Wild ponies, wild life and wild weather.  We’ve had some windy, wet and wild weather, the kind of weather that can make Dartmoor dangerous 10 steps from the car. In places, it’s remote, barren, bleak but beautiful, when we could see it that is.  What to see on Dartmoor God only knows, the rain and mist does its best to make Dartmoor dark and atmospheric with freezing fog drowning out any sweeping vistas.
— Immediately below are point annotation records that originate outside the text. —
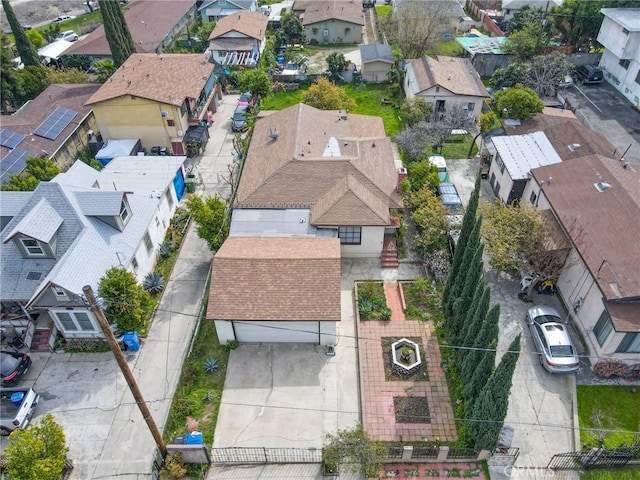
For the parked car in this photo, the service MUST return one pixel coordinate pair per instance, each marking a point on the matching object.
(239, 119)
(68, 35)
(589, 74)
(62, 18)
(247, 98)
(13, 366)
(550, 335)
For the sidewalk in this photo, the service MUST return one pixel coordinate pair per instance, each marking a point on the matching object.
(130, 449)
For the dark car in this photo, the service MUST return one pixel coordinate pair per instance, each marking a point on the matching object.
(13, 366)
(588, 74)
(239, 119)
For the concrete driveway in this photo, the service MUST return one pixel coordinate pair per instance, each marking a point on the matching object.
(603, 109)
(541, 404)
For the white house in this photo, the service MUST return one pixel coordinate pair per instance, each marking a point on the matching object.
(68, 232)
(620, 37)
(441, 80)
(597, 201)
(515, 157)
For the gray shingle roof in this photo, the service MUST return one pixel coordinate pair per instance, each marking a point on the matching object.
(41, 223)
(376, 51)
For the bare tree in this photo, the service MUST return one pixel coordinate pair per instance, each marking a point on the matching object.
(415, 26)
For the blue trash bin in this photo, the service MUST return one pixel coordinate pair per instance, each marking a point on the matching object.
(132, 341)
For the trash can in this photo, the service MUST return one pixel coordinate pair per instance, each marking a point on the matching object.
(190, 183)
(132, 341)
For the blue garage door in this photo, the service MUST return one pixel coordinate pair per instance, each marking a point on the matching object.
(178, 184)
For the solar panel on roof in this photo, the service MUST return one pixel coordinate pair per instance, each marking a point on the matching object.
(55, 123)
(13, 163)
(10, 139)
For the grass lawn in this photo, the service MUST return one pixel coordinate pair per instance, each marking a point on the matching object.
(617, 408)
(367, 97)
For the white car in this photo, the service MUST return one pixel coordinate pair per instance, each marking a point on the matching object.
(68, 35)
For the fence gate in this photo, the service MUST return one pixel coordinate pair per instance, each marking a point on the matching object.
(260, 455)
(595, 458)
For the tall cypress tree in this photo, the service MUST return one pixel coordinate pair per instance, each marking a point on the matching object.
(487, 414)
(468, 222)
(463, 302)
(487, 337)
(117, 32)
(26, 49)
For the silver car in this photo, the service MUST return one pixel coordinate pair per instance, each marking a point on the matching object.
(557, 353)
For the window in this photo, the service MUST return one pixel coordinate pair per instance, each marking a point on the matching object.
(75, 321)
(630, 343)
(603, 328)
(147, 241)
(32, 247)
(124, 211)
(350, 235)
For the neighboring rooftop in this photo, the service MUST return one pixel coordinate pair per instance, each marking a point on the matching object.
(267, 278)
(150, 23)
(603, 223)
(629, 18)
(165, 78)
(250, 24)
(522, 153)
(453, 73)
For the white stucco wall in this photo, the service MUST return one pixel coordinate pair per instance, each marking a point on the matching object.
(371, 246)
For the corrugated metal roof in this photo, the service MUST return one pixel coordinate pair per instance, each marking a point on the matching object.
(522, 153)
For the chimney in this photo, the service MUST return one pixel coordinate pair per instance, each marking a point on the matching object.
(402, 175)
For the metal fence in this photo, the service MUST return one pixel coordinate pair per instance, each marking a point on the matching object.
(261, 455)
(595, 458)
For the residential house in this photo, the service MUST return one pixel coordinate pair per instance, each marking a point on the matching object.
(160, 99)
(377, 60)
(511, 7)
(239, 39)
(316, 186)
(439, 80)
(331, 21)
(214, 10)
(596, 199)
(620, 37)
(272, 290)
(55, 124)
(515, 156)
(153, 26)
(68, 232)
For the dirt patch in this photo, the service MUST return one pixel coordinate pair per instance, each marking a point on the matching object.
(390, 372)
(411, 409)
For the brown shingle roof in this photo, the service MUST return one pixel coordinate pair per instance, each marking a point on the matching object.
(453, 73)
(604, 225)
(251, 24)
(260, 278)
(314, 150)
(32, 115)
(345, 10)
(149, 22)
(165, 78)
(562, 132)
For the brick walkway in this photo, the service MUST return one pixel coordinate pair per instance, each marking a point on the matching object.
(377, 393)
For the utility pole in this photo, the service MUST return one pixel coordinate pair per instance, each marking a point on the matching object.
(122, 363)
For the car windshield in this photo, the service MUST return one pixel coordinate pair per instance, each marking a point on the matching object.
(561, 351)
(542, 319)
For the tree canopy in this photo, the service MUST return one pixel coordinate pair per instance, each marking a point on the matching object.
(325, 95)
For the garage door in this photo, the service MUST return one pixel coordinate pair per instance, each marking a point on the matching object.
(277, 332)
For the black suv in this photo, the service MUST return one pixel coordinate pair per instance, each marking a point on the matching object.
(589, 74)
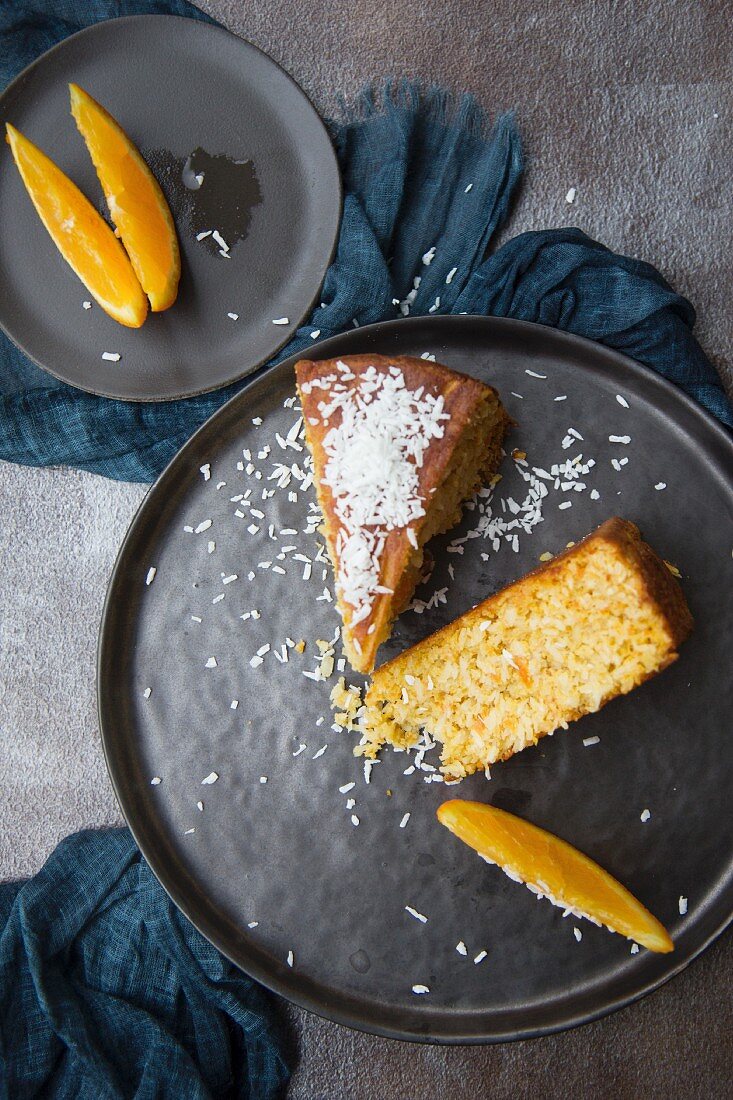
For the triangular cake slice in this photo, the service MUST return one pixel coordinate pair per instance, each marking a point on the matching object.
(397, 444)
(589, 625)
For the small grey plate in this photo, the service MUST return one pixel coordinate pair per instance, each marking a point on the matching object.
(178, 87)
(285, 854)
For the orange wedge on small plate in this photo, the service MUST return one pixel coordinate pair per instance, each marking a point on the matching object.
(554, 868)
(80, 233)
(135, 201)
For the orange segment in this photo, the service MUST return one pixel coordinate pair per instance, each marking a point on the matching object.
(554, 868)
(80, 233)
(135, 201)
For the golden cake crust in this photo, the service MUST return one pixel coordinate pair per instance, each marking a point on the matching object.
(462, 397)
(659, 584)
(558, 644)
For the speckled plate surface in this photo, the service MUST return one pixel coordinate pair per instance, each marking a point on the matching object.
(270, 186)
(284, 853)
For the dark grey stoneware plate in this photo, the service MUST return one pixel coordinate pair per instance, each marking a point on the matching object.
(285, 853)
(176, 86)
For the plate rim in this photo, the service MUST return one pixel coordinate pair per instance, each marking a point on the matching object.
(287, 331)
(285, 983)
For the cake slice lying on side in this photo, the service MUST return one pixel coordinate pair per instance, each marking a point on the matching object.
(593, 623)
(397, 444)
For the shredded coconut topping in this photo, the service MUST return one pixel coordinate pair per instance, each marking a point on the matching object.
(374, 452)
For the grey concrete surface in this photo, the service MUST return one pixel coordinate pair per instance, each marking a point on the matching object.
(632, 105)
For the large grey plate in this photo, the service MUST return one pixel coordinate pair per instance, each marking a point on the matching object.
(285, 854)
(175, 85)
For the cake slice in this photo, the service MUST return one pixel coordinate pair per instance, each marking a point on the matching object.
(397, 444)
(593, 623)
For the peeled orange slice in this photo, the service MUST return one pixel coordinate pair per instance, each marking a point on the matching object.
(553, 868)
(80, 233)
(135, 201)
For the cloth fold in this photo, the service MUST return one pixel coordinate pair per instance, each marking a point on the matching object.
(108, 992)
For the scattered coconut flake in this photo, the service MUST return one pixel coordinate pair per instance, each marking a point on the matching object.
(216, 235)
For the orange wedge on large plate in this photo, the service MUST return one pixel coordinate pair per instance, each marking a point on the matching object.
(80, 233)
(554, 868)
(135, 201)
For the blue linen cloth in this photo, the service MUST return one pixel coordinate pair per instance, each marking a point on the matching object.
(108, 992)
(419, 169)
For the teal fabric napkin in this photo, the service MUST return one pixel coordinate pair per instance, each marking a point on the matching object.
(108, 992)
(419, 171)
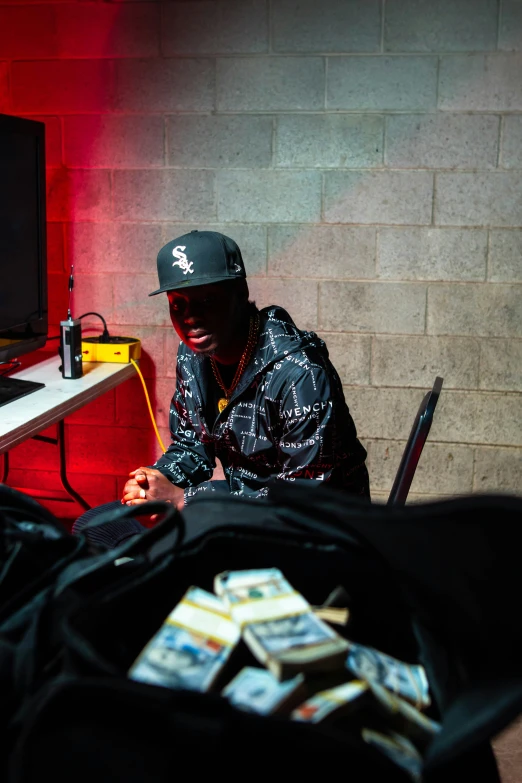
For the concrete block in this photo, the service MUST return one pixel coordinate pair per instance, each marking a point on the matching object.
(372, 307)
(251, 239)
(441, 26)
(408, 360)
(468, 199)
(382, 83)
(53, 139)
(268, 196)
(477, 82)
(57, 296)
(443, 469)
(5, 89)
(505, 256)
(18, 39)
(79, 194)
(106, 447)
(230, 141)
(511, 155)
(501, 364)
(113, 247)
(131, 405)
(510, 27)
(487, 310)
(215, 27)
(383, 413)
(321, 251)
(93, 293)
(394, 197)
(498, 469)
(442, 141)
(328, 26)
(432, 254)
(171, 351)
(106, 30)
(270, 83)
(161, 84)
(55, 247)
(478, 417)
(113, 141)
(133, 305)
(63, 86)
(350, 355)
(329, 141)
(163, 195)
(299, 298)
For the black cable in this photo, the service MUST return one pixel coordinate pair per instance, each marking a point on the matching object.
(105, 334)
(12, 366)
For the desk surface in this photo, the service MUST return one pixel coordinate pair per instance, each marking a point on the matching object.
(33, 413)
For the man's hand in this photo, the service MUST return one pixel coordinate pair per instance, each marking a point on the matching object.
(149, 484)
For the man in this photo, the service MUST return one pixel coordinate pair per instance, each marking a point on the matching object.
(251, 390)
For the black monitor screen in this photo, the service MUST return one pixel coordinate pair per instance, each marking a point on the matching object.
(23, 268)
(19, 232)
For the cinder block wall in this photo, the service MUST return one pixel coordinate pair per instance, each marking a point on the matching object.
(367, 157)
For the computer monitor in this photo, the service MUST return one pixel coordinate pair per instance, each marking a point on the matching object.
(23, 245)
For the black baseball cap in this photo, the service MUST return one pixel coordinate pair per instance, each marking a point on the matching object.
(198, 258)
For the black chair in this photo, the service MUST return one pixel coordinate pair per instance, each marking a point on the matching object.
(414, 446)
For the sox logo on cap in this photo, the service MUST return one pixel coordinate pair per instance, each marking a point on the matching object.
(182, 261)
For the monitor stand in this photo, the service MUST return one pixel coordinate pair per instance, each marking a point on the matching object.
(13, 388)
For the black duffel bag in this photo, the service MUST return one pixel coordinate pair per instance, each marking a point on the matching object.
(434, 583)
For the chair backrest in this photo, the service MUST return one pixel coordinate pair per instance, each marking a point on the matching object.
(414, 446)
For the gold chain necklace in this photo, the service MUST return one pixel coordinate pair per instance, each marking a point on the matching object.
(247, 353)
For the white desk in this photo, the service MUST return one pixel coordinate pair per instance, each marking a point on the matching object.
(28, 416)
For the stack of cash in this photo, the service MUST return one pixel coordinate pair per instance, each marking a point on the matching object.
(404, 679)
(278, 625)
(399, 749)
(257, 690)
(332, 703)
(403, 717)
(191, 647)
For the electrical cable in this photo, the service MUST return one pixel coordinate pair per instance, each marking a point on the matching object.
(105, 334)
(150, 406)
(12, 366)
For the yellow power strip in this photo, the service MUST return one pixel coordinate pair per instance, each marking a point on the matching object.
(125, 349)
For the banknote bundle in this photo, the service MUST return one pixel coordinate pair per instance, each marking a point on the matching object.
(402, 717)
(406, 680)
(278, 625)
(332, 703)
(257, 690)
(191, 647)
(399, 749)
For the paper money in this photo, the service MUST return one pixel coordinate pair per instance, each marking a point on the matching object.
(191, 647)
(402, 717)
(333, 702)
(278, 625)
(399, 749)
(257, 690)
(407, 680)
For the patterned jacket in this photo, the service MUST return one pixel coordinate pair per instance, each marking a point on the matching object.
(286, 419)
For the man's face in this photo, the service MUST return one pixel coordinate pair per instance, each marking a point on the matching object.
(206, 316)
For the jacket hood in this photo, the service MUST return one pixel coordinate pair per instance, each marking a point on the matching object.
(279, 336)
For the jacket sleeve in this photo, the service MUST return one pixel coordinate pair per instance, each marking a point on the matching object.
(189, 460)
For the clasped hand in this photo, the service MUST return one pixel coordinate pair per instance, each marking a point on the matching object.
(147, 484)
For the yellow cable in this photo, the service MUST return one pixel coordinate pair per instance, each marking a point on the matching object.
(148, 403)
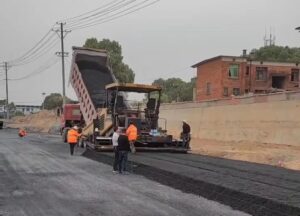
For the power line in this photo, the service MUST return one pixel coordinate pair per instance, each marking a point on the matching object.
(86, 13)
(116, 15)
(113, 8)
(51, 62)
(39, 45)
(36, 55)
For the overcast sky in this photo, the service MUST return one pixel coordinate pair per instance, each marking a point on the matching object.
(160, 41)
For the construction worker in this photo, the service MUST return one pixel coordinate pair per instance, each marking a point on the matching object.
(114, 140)
(72, 138)
(123, 149)
(131, 132)
(186, 134)
(22, 132)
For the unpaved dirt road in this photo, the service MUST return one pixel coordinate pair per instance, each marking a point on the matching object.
(39, 177)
The place is cold enough freeze the hounds of hell, quite apt considering that Conan Doyle used Dartmoor as the location in The Hounds of the Baskerville, we’re here with our very own hound from hell, though we call him Lord Nelson.  We visited from Haytor and Hound Tor to Merrivale and Grimspound, and in all honesty, we got soaked with viscous windswept rain soaking us to the skin. Trying to take a photograph was an absolute nightmare and with a new DSLR, I was eager not to kill this one like we did with our last one with the rain in Iceland.

Dartmoor wild horses

The joy of Dartmoor is in the wildlife. The hardy breed of the Dartmoor pony is an iconic sight, semi ferral and grazing on the grass. They’ve seen some extreme weather but they appear friendly readily coming up to the car. It’s a good job they know where to shelter, roaming wild about Dartmoor with over 386 square miles of granite tors and moorland which we could easily get lost in. The mist, fog and rain have robbed us of views and we’ll be back one day. Just one day when it’s not so rainy.